Very loosely juxtaposed against the events of World War II, the historical context of the novel heightens the intensity with which Stoner’s life is depicted. Two weeks after he receives his degree, Archduke Franz Ferdinand is assassinated in Sarajevo by a Serbian nationalist, and war breaks out over Europe. Stoner, however, doesn’t see the future as uncertain and obscure. He is to go on and do his doctorate, while teaching a seminar at the University:

He saw it, not as a flux of change and potentiality, but as a territory ahead that awaited his exploration. He saw it as the great University library, to which new wings might be built, to which new books might be added and from which old ones might be withdrawn, while its true nature remained essentially unchanged.

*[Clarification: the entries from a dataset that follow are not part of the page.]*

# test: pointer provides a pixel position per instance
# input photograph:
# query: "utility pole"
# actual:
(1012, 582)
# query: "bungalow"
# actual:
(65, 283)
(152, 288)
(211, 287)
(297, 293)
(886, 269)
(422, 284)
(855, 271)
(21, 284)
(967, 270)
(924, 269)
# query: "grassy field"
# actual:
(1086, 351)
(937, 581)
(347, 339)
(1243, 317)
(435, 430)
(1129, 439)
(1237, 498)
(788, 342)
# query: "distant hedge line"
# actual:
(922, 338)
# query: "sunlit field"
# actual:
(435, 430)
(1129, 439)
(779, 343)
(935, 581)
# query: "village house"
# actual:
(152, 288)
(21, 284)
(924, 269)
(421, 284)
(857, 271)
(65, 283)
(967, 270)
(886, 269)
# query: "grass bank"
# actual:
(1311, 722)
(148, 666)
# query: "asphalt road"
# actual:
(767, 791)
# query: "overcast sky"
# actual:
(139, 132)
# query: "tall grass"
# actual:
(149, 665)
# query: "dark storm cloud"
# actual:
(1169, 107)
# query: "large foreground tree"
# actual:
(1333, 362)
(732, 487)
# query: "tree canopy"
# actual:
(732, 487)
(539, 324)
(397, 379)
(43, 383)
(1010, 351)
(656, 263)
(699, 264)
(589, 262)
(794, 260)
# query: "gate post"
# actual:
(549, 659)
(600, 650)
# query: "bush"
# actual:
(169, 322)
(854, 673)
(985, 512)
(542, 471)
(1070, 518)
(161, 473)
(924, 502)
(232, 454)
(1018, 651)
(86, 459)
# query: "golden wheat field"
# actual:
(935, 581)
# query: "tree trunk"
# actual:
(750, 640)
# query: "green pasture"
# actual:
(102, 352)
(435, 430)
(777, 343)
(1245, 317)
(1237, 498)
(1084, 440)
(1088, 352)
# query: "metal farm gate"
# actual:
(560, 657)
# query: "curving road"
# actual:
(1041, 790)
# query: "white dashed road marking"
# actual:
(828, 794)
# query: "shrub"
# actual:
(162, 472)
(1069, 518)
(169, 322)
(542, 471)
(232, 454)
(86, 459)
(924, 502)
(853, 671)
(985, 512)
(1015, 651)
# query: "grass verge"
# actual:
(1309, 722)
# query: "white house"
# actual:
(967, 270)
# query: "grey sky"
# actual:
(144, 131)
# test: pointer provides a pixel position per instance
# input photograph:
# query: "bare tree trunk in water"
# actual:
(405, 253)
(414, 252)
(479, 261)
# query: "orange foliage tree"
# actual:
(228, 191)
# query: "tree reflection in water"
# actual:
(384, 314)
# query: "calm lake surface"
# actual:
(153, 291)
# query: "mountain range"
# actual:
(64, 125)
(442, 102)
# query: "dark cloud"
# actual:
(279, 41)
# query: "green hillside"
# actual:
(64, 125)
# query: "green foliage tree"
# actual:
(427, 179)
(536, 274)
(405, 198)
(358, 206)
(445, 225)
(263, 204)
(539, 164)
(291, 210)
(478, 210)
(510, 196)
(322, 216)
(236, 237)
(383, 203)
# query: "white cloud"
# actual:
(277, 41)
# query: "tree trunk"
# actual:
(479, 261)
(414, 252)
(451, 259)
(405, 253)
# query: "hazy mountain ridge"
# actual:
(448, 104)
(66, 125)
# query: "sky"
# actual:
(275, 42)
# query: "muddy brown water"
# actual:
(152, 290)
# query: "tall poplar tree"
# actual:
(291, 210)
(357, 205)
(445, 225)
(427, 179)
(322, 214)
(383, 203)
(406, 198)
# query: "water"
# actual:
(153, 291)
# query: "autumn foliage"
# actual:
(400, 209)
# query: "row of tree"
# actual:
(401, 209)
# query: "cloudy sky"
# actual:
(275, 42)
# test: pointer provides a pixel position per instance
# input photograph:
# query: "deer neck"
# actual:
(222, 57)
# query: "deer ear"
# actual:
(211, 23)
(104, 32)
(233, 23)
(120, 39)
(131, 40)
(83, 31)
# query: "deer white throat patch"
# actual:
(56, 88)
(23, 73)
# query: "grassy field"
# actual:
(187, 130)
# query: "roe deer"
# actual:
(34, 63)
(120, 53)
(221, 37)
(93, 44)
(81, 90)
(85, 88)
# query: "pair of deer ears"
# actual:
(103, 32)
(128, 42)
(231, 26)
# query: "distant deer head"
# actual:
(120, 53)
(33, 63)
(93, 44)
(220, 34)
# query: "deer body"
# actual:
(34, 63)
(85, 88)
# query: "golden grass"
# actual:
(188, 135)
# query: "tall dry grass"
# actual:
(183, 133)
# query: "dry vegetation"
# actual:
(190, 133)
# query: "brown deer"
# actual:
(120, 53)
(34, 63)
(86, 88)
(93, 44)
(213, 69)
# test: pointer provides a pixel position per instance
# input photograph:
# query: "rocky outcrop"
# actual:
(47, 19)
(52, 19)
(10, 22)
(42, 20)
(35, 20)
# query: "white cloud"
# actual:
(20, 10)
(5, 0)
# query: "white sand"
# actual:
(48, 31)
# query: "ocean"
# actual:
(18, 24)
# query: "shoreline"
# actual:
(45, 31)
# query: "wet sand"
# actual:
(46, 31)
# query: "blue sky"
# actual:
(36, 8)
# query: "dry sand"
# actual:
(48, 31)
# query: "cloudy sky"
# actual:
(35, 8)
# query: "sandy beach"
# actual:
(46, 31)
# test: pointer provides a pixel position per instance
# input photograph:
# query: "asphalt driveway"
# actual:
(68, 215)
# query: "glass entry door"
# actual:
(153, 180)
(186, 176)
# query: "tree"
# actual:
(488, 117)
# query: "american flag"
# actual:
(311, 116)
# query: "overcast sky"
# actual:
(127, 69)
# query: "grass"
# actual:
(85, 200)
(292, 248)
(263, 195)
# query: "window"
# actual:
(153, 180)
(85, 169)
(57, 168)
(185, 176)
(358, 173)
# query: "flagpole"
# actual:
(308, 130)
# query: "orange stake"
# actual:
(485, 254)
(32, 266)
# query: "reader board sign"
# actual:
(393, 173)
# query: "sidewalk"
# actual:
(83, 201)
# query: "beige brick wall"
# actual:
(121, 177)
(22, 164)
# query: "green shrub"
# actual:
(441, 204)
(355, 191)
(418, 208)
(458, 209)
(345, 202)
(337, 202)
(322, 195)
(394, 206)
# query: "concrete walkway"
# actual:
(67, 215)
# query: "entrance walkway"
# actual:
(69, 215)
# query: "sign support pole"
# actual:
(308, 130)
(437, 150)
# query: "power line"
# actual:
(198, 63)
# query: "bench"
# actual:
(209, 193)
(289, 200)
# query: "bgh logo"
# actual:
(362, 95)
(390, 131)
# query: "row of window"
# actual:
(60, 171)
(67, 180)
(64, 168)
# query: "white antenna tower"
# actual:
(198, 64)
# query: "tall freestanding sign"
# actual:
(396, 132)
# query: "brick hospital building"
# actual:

‘Reclaiming the significance of the individual life’, the prose draws our attention to aspects of life and of experience which are, despite what they might appear, inevitably filled with meaning and significance. The ease with which the novel reads makes it very hard to put down. Each paragraph contains delicate insight, uninhibited truth and subtle wit, and some passages left me so moved that they would murmur in my consciousness for hours after, compelling me to re-read them, and marvel once again at the beauty of the prose.

It’s a sad book – you’ll surely shed a few tears. But for me, what overrode the sadness was the notion that often, the inner life, the life of the mind, compensates for the outer. Quiet thought and silent reflection can carry just as much ‘meaning’ as actions on the outside. Stoner is a graceful reminder of the soundless conflicts, defeats and triumphs of the human race.